Summary: The light of the world has come. He has risen.
The Light that Changed the World
April 8, 2007
How many government bureaucrats does it take to screw in a light bulb? None. They contract out for things like that.
How many politicians does it take to change a light bulb? Four. One to change it and three to deny it.
How does an engineer change a light bulb? As long as the lighting level is within operational parameters, he doesn’t.
How many Pentagon procurement officers does it take to change a light bulb? Look, for only $87 billion, we can put up this chain of fluorescent satellites that will illuminate the whole planet.
How many lawyers does it take to change a light bulb? How many can you afford? You knew I was going to get around to a lawyer joke sooner or later, didn’t you?
I got on my computer the other day and googled “Light Bulb Jokes.” What came up was page after page of jokes. I spent about a half hour scrolling through the jokes, and these were the only ones that even came close to being OK to tell in church.
I always hate to predict the future, but I am going to go out on a limb here. I predict that within just a few years time, most if not all, of the light bulbs in our homes and offices will be CFL’s. I just read that Wal-Mart has a new goal to sell one of these light bulbs to each of its 100 million regular customers during the next year. In fact, they have made a decision to replace all of the light bulbs in the ceiling fan displays in their stores with these new bulbs. They estimate that they will save $6 million a year in energy costs.
If this is new to you, CFL stands for “Compact Fluorescent Lights.” According to an article I found on the internet this past week which was posted by the U.S. Department of Energy and the Environmental Protection Agency (www.energystar.gov), these are bulbs that use 2/3 less energy than a normal bulb for the same amount of light, but last ten times longer. They generate 70% less heat and will save $30 dollars in energy costs over the bulb’s lifetime. The only problem is that they contain mercury, so disposal becomes a little bit of an issue. You can’t just throw them in your neighborhood landfill.
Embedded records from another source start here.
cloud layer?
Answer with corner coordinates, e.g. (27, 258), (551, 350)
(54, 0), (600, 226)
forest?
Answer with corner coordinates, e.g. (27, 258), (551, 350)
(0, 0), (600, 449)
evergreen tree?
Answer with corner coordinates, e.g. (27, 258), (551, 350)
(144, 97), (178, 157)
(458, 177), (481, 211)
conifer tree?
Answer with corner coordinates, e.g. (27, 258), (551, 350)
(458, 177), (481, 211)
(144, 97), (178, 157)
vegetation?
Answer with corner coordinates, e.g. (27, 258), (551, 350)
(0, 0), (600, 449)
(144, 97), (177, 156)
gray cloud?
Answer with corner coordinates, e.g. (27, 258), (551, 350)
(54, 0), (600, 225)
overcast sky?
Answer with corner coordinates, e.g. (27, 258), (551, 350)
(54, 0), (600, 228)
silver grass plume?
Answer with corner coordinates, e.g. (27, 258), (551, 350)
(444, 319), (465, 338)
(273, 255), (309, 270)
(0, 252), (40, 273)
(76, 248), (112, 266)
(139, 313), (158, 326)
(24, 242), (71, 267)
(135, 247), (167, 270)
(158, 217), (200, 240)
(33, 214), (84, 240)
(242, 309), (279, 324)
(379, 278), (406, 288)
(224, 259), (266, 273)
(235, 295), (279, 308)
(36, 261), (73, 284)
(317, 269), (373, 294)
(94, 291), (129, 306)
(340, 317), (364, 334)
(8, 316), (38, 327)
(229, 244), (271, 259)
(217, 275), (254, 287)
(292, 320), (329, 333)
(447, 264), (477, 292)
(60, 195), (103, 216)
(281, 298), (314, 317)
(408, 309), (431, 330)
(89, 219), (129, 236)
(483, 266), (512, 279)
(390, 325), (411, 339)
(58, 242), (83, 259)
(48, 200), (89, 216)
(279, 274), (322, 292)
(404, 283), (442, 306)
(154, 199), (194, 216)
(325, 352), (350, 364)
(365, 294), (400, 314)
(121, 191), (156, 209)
I honestly don’t know the science involved here (and I’m sure that there is another side to this), but they say that if every homeowner in the United States changed just one regular light bulb for a new CFL bulb, we could eliminate levels of pollution equivalent to that produced by 1.3 million cars or save enough electricity to power a city of 1.5 million people. On the surface, this sounds like a very simple solution to some very complex problems.
Last week following worship, Alex Taylor asked me why I tied a rope around my waist. There are two answers to that question: a simple one and a not-so-simple-one. I, being who I am, of course chose the not-so-simple answer.
The simple answer to that question is that I use that rope to hold my robe together. It’s sort of like the joke, “Why does a firefighter wear suspenders? To keep his pants up.” But I didn’t tell him that. No, not me. Why would I give a simple answer when I had a chance to show him how smart I am?